I've got application with 10 pods and traffic is load balanced between all pods. There was an issue that caused transactions queued up and few pods could not recover properly or took a long time to process the queue once the issue was fixed. The new traffic was still too much for some of the pods.
I'm wondering if I can block new traffic to particular pod(s) in a replicaset and let them process the queue and once the queue is processed then let the new traffic come in again?
For that you can use the probe to handle this scenario
A Readiness probe is one way to do it.
What probes to do is, continuously check inside the container or POD for the process is up or not on configured time interval.
Example
readinessProbe:
exec:
command:
- cat
- /tmp/healthy
initialDelaySeconds: 5
periodSeconds: 5
you can create the endpoint into the application which will be checked by the K8s automatically and if K8s will 200 it will mark the POD as Ready to handle the traffic.

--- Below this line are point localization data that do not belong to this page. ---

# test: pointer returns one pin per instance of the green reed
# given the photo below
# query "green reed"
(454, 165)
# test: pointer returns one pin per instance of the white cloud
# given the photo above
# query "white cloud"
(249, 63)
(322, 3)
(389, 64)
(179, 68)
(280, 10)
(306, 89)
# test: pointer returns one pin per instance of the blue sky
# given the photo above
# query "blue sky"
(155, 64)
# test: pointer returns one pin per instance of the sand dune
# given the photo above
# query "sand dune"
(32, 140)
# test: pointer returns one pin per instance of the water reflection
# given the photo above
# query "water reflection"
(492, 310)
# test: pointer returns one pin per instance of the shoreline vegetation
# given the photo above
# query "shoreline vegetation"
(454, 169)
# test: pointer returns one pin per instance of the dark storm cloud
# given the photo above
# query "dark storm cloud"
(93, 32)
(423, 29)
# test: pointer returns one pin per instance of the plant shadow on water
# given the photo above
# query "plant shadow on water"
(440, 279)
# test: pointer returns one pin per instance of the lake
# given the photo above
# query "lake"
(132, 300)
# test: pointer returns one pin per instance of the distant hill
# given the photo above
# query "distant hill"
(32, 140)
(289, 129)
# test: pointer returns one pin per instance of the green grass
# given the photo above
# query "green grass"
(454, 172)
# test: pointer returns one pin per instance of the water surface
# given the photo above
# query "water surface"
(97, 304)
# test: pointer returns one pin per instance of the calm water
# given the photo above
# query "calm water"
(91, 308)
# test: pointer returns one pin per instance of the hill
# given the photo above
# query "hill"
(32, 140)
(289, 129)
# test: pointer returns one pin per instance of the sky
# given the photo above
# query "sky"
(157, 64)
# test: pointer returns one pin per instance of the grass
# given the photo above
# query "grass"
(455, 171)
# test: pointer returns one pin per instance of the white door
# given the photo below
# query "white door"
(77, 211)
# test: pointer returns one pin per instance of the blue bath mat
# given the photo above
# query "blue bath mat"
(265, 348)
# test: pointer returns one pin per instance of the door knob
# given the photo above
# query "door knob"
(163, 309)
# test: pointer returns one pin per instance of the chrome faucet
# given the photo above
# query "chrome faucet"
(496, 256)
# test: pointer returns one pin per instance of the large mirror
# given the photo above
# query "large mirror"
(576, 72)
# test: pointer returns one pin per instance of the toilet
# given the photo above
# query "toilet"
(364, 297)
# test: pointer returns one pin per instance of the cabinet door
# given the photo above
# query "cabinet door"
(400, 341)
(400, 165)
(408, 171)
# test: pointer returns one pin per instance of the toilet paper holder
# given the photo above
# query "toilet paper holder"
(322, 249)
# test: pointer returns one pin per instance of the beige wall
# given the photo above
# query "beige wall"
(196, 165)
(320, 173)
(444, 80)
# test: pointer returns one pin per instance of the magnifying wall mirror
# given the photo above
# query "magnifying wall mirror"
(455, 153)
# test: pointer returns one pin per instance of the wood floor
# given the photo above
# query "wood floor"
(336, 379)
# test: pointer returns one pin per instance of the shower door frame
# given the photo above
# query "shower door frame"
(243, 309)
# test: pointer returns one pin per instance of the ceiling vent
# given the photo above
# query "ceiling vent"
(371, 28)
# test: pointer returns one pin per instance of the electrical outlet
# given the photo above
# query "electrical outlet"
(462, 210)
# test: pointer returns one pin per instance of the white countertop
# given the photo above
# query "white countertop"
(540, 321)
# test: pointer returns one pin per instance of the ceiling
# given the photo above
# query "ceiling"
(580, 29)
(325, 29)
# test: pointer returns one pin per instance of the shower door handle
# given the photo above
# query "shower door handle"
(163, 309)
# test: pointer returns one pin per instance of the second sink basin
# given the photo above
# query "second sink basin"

Or else mark as Unready not to handle traffic.
Note :
Readiness and liveness probes can be used in parallel for the same container. Using both can ensure that traffic does not reach a container that is not ready for it, and that containers are restarted when they fail.
The Readiness probe won't restart your POD if it's failing, while the liveness probe will restart your POD or container if it's failing and sending 400.
In your scenario, it's better to use the Readiness probe, so the process keeps running and never gets restarted. Once application ready to handle traffic K8s will get the 200 responses on endpoint.